Steve Tomkins continues the series about British and Irish sects and schisms with a look at the letters S, T & U
John Smyth was the first Baptist. He started out as a Puritan, left the Church of England as a separatist, took his church to Holland, and split it over issues including his insistence that the New Testament should be read in Greek.
He baptised himself, and his remaining followers, in 1609. He ended up joining the Dutch Mennonites and his church went back to England without him.
Born in 1750, Joanna Southcott became a prophet, and claimed to have given birth to an invisible messiah. She sealed her prophesies about the end of the world in box that could only be opened by a meeting of all the bishops of the Church of England.
This is yet to happen, but her followers in Bedford guard it to this day.

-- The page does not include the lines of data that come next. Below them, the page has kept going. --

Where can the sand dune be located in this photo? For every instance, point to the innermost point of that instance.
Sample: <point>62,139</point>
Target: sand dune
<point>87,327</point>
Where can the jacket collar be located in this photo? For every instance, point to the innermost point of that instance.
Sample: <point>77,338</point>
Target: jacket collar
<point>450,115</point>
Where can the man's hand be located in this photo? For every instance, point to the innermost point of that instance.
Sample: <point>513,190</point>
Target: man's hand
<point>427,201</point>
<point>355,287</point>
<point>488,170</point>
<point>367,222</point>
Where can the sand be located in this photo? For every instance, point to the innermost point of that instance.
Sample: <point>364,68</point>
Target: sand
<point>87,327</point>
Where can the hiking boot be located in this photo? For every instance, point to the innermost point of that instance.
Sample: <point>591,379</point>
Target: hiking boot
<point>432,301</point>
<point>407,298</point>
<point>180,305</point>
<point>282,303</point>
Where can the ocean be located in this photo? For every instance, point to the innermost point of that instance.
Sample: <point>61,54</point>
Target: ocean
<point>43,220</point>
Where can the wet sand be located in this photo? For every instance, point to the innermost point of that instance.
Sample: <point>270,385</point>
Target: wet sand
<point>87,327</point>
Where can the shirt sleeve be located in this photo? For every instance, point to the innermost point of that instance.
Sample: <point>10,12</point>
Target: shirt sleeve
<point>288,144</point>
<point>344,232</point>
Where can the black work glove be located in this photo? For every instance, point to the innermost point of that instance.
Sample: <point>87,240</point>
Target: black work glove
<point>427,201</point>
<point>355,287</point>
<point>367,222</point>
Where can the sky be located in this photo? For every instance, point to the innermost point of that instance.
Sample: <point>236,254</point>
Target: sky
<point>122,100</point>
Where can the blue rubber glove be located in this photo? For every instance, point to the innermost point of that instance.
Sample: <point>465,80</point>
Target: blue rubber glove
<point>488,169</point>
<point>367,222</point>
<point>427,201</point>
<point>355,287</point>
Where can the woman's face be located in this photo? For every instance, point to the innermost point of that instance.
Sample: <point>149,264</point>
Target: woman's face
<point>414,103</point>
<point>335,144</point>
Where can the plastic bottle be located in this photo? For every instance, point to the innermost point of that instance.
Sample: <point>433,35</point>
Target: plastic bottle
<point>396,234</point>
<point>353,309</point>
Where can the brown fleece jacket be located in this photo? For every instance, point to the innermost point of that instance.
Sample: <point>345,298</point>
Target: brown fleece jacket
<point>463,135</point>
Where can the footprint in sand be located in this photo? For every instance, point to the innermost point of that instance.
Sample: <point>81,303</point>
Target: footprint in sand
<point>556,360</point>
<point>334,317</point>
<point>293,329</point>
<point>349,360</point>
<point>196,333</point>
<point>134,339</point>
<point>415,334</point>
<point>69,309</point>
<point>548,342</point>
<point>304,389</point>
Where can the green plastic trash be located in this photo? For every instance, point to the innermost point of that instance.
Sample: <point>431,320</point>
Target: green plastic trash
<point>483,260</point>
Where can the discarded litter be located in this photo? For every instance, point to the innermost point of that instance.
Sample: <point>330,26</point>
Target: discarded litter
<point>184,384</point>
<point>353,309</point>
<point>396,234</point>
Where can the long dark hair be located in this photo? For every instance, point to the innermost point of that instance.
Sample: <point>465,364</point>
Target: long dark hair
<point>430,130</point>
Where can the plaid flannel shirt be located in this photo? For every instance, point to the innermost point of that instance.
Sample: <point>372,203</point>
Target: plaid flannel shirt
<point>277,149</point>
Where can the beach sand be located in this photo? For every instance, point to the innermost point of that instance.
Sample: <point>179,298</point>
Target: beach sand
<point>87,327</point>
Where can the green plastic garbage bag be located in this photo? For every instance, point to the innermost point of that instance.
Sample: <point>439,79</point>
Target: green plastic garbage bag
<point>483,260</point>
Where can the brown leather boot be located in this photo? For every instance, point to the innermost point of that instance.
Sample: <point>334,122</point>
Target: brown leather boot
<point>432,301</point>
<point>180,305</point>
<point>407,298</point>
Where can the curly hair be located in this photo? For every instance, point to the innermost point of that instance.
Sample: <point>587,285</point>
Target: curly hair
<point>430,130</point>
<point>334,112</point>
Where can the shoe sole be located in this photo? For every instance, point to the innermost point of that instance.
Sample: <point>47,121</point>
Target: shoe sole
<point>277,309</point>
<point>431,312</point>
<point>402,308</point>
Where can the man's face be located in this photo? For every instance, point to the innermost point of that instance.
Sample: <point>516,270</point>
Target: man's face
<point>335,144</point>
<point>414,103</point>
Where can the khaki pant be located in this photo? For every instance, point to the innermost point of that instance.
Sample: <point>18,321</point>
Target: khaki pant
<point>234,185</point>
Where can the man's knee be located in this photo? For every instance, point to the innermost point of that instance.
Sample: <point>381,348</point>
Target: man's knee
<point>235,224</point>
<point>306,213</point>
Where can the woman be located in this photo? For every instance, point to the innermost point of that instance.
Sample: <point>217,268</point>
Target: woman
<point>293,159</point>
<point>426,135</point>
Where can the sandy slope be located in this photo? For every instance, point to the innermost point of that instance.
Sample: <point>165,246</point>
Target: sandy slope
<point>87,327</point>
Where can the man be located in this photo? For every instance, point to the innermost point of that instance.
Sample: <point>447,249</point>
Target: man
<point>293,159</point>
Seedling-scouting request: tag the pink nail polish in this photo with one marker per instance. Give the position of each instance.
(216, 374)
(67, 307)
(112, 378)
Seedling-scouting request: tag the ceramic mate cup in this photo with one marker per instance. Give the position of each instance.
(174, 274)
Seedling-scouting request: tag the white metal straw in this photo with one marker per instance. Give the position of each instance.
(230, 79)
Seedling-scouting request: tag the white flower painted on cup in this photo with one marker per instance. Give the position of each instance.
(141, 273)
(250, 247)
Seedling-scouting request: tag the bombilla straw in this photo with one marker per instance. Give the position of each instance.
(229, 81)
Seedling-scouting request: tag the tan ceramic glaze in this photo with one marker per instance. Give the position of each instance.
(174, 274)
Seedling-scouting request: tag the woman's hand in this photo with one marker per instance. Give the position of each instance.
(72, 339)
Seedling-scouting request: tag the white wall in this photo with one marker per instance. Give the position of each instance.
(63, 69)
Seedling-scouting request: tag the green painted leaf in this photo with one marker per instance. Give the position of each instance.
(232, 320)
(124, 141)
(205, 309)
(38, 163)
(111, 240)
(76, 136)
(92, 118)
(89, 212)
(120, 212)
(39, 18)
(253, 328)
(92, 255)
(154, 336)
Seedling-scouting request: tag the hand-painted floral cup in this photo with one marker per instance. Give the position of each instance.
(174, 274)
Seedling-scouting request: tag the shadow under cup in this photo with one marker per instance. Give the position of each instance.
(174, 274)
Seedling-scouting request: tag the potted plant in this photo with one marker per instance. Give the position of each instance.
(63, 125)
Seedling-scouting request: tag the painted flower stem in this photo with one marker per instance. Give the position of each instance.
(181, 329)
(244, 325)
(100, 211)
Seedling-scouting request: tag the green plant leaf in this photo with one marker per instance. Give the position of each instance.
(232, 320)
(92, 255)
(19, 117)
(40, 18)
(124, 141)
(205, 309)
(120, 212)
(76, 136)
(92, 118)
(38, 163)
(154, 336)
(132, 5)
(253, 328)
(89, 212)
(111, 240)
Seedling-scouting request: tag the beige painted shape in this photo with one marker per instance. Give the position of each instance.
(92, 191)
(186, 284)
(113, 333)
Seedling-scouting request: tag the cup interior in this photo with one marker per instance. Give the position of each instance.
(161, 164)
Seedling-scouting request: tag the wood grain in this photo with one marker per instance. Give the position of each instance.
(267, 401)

William Booth started the Salvation Army to reach the masses to the urban underworld. It demanded military style discipline from members, and, identifying alcohol as their greatest and most easily remediable source of misery, banned it altogether.
They became a denomination by accident, partly because they were not supposed to be a church and partly because of the stance on alcohol. The Army does not teach that sacraments are wrong, but it believes that they are unnecessary, and may be unhelpful to some.
Test and Corporation Acts
After the collapse of Cromwell's Puritan regime in 1660, Parliament passed the Test and Corporation Acts, to keep non-Anglicans out of all civil or military office. The laws remained in place until 1828.
The 1660 Restoration also saw Baptist and Quaker churches being outlawed, and mob violence against Dissenting churches. The Toleration Act of 1689 granted religious freedom to all Protestant Dissenters.
The Tolpuddle martyrs were a group of Methodists, led by a Methodist preacher who formed a trade union to campaign against low and falling wages in their Dorset village.
They were sentenced to seven years transportation in Australia, but because of mass protest were pardoned after three years.
William was an early Protestant scholar who made a ground-breaking translation of the Bible into English from exile in Europe.
On the orders of Henry VIII he was executed before the work was finished, but it's estimated that 80% of the King James Bible is the words of Tyndale.
The 18th-century English enlightenment saw a widespread loss of confidence in Christian mysteries such as the Trinity, and Theophilus Lindsey formed the first Unitarian Church in London in 1773.
An illegal Protestant church met in boats and pubs in London during the time of Queen Mary's bonfires.
It was infiltrated by spies and had to keep moving to avoid the soldiers. It shut up shop when the Protestant Elizabeth came to the throne, but radical puritans revived it.